I could have made the central part of this diagram a lot more complex by including MDM, EII, and other processes and data stores that are sometimes found there. However, what I’d like to draw attention to is the right-hand end of this data flow, which depicts the plethora of user tools available to manipulate data in one way or another. As far as I know there is nothing much wrong with any of these tools. They all have their uses and they will all function admirably if you can just deliver the right data to them. The problem lies in the data delivery.
At the other end of diagram we depict the self-evident fact that data exists only because it is created and maintained in some operational systems somewhere. In general, such data is the data that the BI tools need to get at, and all we have to do is move it to the right place in the right way on a timely basis to feed the BI tools. Sadly, the obstacles to this are formidable. Let’s list them.
- The data is dirty (to some degree).
- Operational systems don’t agree on the definition of some data entities.
- Operational systems are always changing and hence they change data definitions sometimes.
- New operational systems are added regularly.
- Semi-structured data (content, etc.) is rarely well defined and it features in many systems.
- There are multiple data warehouses, even multiple MDM repositories.
- There are guerilla systems (built at departmental levels or lower using MS access or even MS Excel) which often contain important data.
- There are external systems where we can’t necessarily get at decent metadata definitions and which also keep changing.
- The whole data preparation process often takes far too long. Indeed some data (for streaming systems) needs to be captured before it is written to a database.
- The amount of data just keeps on growing.
- The demand for data by users seems to increase all the time.

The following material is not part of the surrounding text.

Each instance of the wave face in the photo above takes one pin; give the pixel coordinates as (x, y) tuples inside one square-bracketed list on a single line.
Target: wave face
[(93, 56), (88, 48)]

That’s probably not the full inventory of obstacles, but it will do for the moment. It would be very pleasant if, by magic, we could conjure up a “piece in the middle” between operational systems and BI tools which just worked perfectly; cleaned the data and presented it to whoever wanted it, where it was wanted, in a timely manner. But even if we could construct such a modern-day-marvel we would have to introduce some truly onerous procedures in order to keep it working. Every time a new application was introduced or an application was changed, we would have to prevent it from running until we had captured everything we needed (API changes, metadata changes) for our miracle data management system, so that it would not degrade. And that simply isn’t feasible.
Set aside whether it’s possible to even build such a data integration system, the sorry truth is that we wouldn’t be able to keep it current. There are too many changes taking place; far too many applications and far too many groups of users and developers doing their own thing for it to be practical. And that means that we shouldn’t try to aim for such a universal system at all, we should simply try to do what works and what is maintainable. In this situation, perfection is the enemy of the practical, and practical is what matters.
I’m not trying to pour cold water on data integration here or any aspect of it. Data integration is of the utmost importance. There are unavoidable facts:
- Data needs to be cleaned.
- Data needs to be integrated (in many situations for many reasons).
- Metadata needs to be exposed and made available wherever possible.
- Metadata conflicts need to be reconciled for the sake of data integration.
- Data transformations need to be carried for the sake of data integration.
- Data needs to be transported in a timely manner for some applications.
- Applications change. New applications appear.
What I don’t subscribe to is the idea that a large MDM project will deliver anything more maintainable than a pragmatic series of data integration projects that are aimed at specific targets. Indeed, from what I’ve seen, it is likely to deliver far less.
The Bottom Line
In reality, it’s not that BI is too hard for us, it’s that data integration is difficult, very difficult. But most of all, the “universal” solution that is implicitly promised by some MDM initiatives is simply a mirage. That’s the bit that’s too hard for us.